Posted by arbrealettres sur 9 mai 2022



Christian Schloe   75_b [1280x768]

DES CONTEMPTEURS DU CORPS

C’est aux contempteurs du corps que je veux dire leur fait.
Ils ne doivent pas changer de méthode d’enseignement,
mais seulement dire adieu à leur propre corps — et ainsi devenir muets.

« Je suis corps et âme » — ainsi parle l’enfant.
Et pourquoi ne parlerait-on pas comme les enfants ?

Mais celui qui est éveillé et conscient dit :
Je suis corps tout entier et rien autre chose ;
l’âme n’est qu’un mot pour une parcelle du corps.

Le corps est un grand système de raison,
une multiplicité avec un seul sens,
une guerre et une paix, un troupeau et un berger.

Instrument de ton corps, telle est aussi ta petite raison que tu appelles esprit,
mon frère, petit instrument et petit jouet de ta grande raison.

Tu dis « moi » et tu es fier de ce mot.
Mais ce qui est plus grand, c’est — ce à quoi tu ne veux pas croire —
ton corps et son grand système de raison : il ne dit pas moi, mais il est moi.

Ce que les sens éprouvent, ce que reconnaît l’esprit, n’a jamais de fin en soi.
Mais les sens et l’esprit voudraient te convaincre qu’ils sont la fin de toute chose : tellement ils sont vains.

Les sens et l’esprit ne sont qu’instruments et jouets : derrière eux se trouve encore le soi.
Le soi, lui aussi, cherche avec les yeux des sens et il écoute avec les oreilles de l’esprit.

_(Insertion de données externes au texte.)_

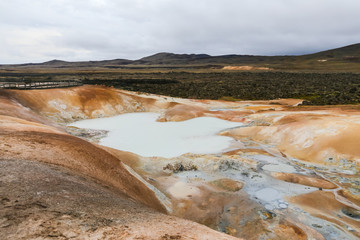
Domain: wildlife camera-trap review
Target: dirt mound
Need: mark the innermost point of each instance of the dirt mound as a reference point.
(44, 201)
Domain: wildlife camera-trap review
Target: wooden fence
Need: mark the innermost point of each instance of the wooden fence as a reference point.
(40, 85)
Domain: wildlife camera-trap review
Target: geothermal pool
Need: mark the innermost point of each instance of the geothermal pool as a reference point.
(140, 133)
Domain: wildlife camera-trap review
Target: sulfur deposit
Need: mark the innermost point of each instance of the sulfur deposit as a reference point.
(286, 171)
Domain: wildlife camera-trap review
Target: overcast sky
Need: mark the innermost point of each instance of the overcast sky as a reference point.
(72, 30)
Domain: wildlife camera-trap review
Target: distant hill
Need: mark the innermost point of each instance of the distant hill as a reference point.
(341, 59)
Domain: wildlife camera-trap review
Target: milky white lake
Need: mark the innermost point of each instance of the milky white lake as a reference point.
(141, 134)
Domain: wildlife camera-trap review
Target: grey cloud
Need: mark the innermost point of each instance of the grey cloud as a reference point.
(37, 30)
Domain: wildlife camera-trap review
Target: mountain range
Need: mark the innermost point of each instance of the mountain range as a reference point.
(344, 55)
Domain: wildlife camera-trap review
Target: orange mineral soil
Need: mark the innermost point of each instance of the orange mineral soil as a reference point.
(293, 172)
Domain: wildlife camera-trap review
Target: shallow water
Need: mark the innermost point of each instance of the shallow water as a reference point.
(140, 133)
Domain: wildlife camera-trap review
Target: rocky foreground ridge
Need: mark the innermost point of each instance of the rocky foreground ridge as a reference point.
(293, 174)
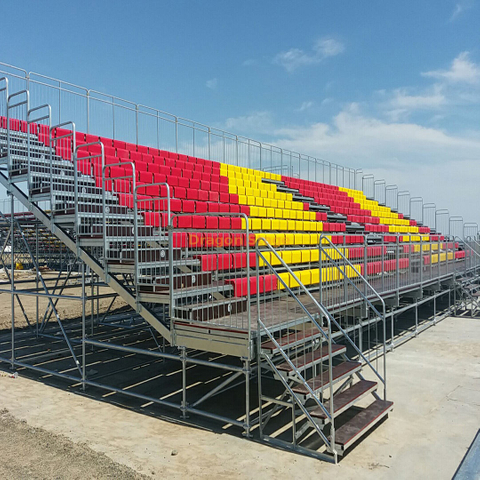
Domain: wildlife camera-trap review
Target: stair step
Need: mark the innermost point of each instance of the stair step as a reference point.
(320, 382)
(211, 310)
(345, 399)
(319, 208)
(358, 425)
(292, 339)
(309, 359)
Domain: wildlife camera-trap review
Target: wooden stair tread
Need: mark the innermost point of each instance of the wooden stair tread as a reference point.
(307, 358)
(338, 371)
(345, 398)
(292, 338)
(361, 422)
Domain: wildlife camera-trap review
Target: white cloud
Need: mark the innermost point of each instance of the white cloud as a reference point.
(462, 70)
(212, 84)
(460, 8)
(252, 124)
(305, 106)
(401, 99)
(295, 57)
(427, 161)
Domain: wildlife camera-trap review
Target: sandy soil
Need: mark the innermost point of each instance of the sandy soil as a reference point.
(67, 309)
(33, 453)
(433, 381)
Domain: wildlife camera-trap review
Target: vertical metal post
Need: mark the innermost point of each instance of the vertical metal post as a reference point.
(36, 280)
(236, 151)
(193, 139)
(246, 363)
(88, 111)
(176, 135)
(12, 275)
(183, 356)
(209, 144)
(84, 376)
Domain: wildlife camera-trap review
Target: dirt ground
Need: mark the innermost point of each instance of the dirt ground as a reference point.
(67, 309)
(433, 380)
(34, 453)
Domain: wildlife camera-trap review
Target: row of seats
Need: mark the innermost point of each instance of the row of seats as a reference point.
(186, 174)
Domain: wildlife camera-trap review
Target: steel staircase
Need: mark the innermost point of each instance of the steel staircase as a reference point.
(52, 181)
(322, 384)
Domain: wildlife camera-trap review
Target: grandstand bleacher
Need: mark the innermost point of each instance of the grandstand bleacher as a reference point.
(284, 274)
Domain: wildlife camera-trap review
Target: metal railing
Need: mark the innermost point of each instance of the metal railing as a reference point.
(114, 117)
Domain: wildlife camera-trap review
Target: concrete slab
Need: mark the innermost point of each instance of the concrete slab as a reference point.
(434, 381)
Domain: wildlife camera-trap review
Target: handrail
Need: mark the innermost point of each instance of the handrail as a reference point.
(328, 336)
(356, 271)
(383, 316)
(302, 407)
(322, 309)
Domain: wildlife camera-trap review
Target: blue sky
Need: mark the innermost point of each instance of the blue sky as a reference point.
(390, 87)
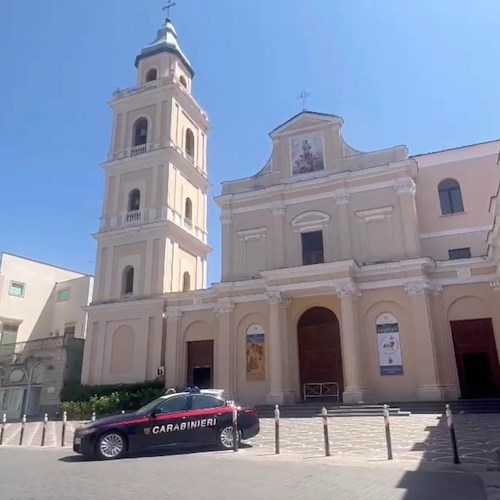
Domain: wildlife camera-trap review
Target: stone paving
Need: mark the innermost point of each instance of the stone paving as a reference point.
(418, 437)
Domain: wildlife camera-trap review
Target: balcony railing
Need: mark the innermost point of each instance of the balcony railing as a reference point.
(309, 258)
(133, 216)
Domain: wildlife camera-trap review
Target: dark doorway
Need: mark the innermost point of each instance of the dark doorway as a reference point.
(200, 363)
(477, 358)
(320, 354)
(202, 377)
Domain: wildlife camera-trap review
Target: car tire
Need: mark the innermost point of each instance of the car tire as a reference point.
(111, 445)
(225, 437)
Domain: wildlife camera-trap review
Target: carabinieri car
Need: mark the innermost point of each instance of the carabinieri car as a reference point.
(192, 416)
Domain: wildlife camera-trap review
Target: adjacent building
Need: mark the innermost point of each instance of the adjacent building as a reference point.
(42, 331)
(359, 276)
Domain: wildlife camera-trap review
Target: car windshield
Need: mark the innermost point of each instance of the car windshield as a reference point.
(150, 406)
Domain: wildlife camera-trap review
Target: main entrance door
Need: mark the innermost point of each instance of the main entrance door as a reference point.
(200, 363)
(477, 358)
(320, 356)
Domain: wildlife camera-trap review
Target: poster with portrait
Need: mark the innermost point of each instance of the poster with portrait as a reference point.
(307, 154)
(389, 345)
(255, 353)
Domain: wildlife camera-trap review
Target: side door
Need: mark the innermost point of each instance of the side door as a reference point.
(165, 424)
(205, 417)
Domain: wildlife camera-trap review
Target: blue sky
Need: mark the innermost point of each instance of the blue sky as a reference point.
(424, 74)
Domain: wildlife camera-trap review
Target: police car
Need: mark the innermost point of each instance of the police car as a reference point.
(193, 416)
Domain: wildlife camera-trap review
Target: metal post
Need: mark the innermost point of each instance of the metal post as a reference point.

Toujours le soi écoute et cherche : il compare, soumet, conquiert et détruit.
Il règne, et domine aussi le moi.

Derrière tes sentiments et tes pensées, mon frère, se tient un maître plus puissant, un sage inconnu — il s’appelle soi.
Il habite ton corps, il est ton corps.

Il y a plus de raison dans ton corps que dans ta meilleure sagesse.
Et qui donc sait pourquoi ton corps a précisément besoin de ta meilleure sagesse ?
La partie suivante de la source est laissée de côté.